Si les Roms s’adressent à moi, dans les camps en Italie ou dans mon pays, c’est bien sûr en tant que représentante de notre communauté. Mais je souligne toujours que je suis une élue libérale qui travaille pour les Roms.

Le parti libéral (SzDSz) m’a demandé d’être sur sa liste pour défendre les minorités et spécialement les Roms, dont la situation devient de plus en plus dangereuse en Hongrie avec la montée de l’extrême droite. Mais je ne me pense pas comme représentante de tous les Roms. Même si c’est mon rêve.

La représentation des Roms est une question très complexe. Quand je travaillais pour le Centre européen des droits des Roms, avant d’entrer en politique, nous jouions un rôle très efficace d’information auprès de l’UE sur les discriminations.

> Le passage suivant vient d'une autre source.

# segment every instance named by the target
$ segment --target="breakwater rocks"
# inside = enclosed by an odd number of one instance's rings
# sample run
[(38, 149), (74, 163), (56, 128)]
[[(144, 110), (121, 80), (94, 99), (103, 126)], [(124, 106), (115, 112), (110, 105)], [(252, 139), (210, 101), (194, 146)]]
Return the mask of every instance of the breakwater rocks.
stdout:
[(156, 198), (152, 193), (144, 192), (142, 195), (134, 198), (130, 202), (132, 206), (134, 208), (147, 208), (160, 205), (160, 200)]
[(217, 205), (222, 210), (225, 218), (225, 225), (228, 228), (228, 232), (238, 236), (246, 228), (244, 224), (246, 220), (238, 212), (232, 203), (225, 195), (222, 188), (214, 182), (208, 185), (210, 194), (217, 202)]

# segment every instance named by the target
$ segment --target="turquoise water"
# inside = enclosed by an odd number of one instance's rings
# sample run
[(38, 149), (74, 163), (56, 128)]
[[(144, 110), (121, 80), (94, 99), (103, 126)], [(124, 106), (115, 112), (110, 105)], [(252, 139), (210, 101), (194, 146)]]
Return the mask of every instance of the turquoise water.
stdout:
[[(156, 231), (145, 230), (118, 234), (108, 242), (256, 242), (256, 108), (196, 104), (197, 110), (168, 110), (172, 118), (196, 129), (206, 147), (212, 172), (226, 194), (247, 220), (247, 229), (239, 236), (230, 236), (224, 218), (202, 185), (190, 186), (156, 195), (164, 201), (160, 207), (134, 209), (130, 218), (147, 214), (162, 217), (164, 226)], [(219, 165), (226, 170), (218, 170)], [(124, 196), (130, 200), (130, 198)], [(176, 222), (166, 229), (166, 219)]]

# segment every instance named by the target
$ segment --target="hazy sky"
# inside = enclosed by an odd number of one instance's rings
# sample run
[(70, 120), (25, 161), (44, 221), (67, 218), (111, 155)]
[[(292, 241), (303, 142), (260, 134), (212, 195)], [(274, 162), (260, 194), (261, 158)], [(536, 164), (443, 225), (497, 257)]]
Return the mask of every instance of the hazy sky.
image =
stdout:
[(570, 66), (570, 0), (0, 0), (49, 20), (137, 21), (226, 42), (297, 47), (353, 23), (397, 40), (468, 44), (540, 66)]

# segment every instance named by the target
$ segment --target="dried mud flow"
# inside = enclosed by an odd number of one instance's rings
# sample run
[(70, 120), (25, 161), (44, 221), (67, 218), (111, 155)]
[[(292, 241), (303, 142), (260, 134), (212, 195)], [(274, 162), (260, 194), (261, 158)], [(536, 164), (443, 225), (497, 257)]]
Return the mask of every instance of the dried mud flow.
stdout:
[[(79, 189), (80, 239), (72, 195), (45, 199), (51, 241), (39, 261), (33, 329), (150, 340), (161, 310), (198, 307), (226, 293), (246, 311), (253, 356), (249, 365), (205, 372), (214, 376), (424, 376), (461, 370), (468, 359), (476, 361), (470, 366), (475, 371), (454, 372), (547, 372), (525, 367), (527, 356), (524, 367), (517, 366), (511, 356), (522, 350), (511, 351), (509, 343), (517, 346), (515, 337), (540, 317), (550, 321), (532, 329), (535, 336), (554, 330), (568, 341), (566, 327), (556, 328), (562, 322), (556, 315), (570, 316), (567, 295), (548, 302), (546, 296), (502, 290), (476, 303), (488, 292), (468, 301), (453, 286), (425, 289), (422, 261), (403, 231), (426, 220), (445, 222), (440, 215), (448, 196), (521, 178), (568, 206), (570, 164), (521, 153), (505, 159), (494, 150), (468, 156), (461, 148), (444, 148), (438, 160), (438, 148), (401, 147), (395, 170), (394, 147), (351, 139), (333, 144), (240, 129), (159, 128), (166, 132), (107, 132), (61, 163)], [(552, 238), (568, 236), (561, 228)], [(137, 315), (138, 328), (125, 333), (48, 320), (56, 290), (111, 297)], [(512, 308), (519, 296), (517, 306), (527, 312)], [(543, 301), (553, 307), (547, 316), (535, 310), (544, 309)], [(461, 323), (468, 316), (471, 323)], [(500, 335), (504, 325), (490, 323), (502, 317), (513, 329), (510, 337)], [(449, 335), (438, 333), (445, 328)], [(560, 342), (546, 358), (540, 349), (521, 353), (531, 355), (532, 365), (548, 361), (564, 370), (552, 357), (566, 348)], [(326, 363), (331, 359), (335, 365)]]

De nombreux individus m’appellent encore aujourd’hui quand il leur arrive quelque chose. Mais rendre service aux discriminés de toute sorte est plus simple comme militante que comme membre du gouvernement ou élue de l’UE.

Les représentants politiques roms sont l’espoir des Roms, mais ils n’ont jamais été très efficaces. Ils se sentent investis d’une mission et font de leur mieux. Mais lorsque l’un d’entre eux prend la parole, devant le Parlement hongrois, de nombreux élus sortent de la salle.

Moi-même, lorsque j’ai suggéré à mon groupe politique qu’avant l’adhésion de la Bulgarie et de la Roumanie, nous devrions changer la politique de l’immigration au sein de l’UE, tout le monde a ri. Ils se sont moqués de moi, disant que la question avait déjà été traitée dans le processus d’adhésion.

La Commission publiera début juillet un rapport sur les politiques, les instruments existants et les progrès réalisés dans chaque Etat membre pour l’intégration des Roms. Une conférence se tiendra à Bruxelles en septembre. Que peuvent espérer les Roms et les Etats, qui ont l’air désemparés ?

L’intégration ! Que le gouvernement donne une réponse immédiate aux discriminations ! Les Roms en Italie attendent une réponse. Je ne sais pas ce que peut proposer Bruxelles. Il y a urgence. C’est pour cela que nous commençons à travailler avec les ONG.

Et en attendant d’obtenir des fonds de Bruxelles spécifiquement pour les Roms, l’Italie et la Roumanie devront régler le problème. Pour ceux qui sont en Italie, le mieux serait une régularisation au cas pas cas pour les ex-Yougoslaves. Et, pour les Roms roumains, commencer enfin sérieusement à les intégrer en Roumanie.